Thermal imaging devices based on Complementary Metal-Oxide-Semiconductor (CMOS) and Micro-Electro-Mechanical System (MEMS) technology are widely used across consumer and industrial applications. The combination of CMOS and MEMS technologies allows for the production of devices with high performance, good reliability and consistent reproducibility. Additionally, these technologies allow devices to be manufactured at low cost and a high volume.

There are several types of thermal sensing technologies, however, this thesis mainly focuses on 8×8 thermopile based Focal Plane Arrays (FPAs). The core principles governing the function of thermopiles are based on the Seebeck effect. In this thesis, the structure and fabrication process of thermopile FPAs are described and discussed. The thesis describes the functionality of the array chip and introduces a new experimental technique, called the bi-directional electrical biasing method, which was applied to obtain the device’s responsivity and crosstalk measurements. Compared to traditional measurement approaches using laser sources, this novel method significantly reduces the complexity of the experimental setup, as no external laser source is required. The crosstalk of the 8×8 array is ~2.69% and the responsivity is ~73.1 V/W. A detecting system using a larger array chip was designed, created and successfully applied in a series of experiments that involved gesture recognition and people counting.

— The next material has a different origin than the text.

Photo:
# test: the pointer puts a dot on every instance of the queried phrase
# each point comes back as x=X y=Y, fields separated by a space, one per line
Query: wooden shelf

In order to enhance the performance of the current array device, a 3D simulation model based on the Finite Element Method (FEM) was built using the COMSOL Multiphysics simulation tool. The numerical model was validated by comparing the model’s simulated values for responsivity, crosstalk and temperature distribution with experimental results. The difference between the simulations and experimental results was <5%. With the aim of optimising various trade-offs, modifications in heatsinking track widths/materials, additional air gaps between pixels, different packaging and different pixel sizes were assessed using numerical models. A design with copper heatsinking tracks and air gaps showed the best results, achieving an increase in responsivity by 6.4% while simultaneously reducing crosstalk by 65%. In addition, the vacuum packaging can reduce the crosstalk to less than 0.7% (only 0.2% in the model with copper tracks) and increase the responsivity to > 90 V/W in the model with tungsten tracks. A 32×32 array design demonstrates the smallest pixel size that can be achieved based on this thermopile array design. The 32×32 array design increased responsivity to ~77.18 V/W and crosstalk remained <4%. Crosstalk rose sharply to >6% when the pixel size was reduced further in a 64×64 array design, at this level of crosstalk, image quality is likely to be significantly affected.

Future work may focus on the implementation of carbon nanotubes or novel 3D thermopile designs. Carbon nanotubes, when deposited over the array chip, could enhance the absorption of IR radiation. While new thermopiles employing a 3D design could dramatically reduce array size and potentially achieve a fill factor of 100%.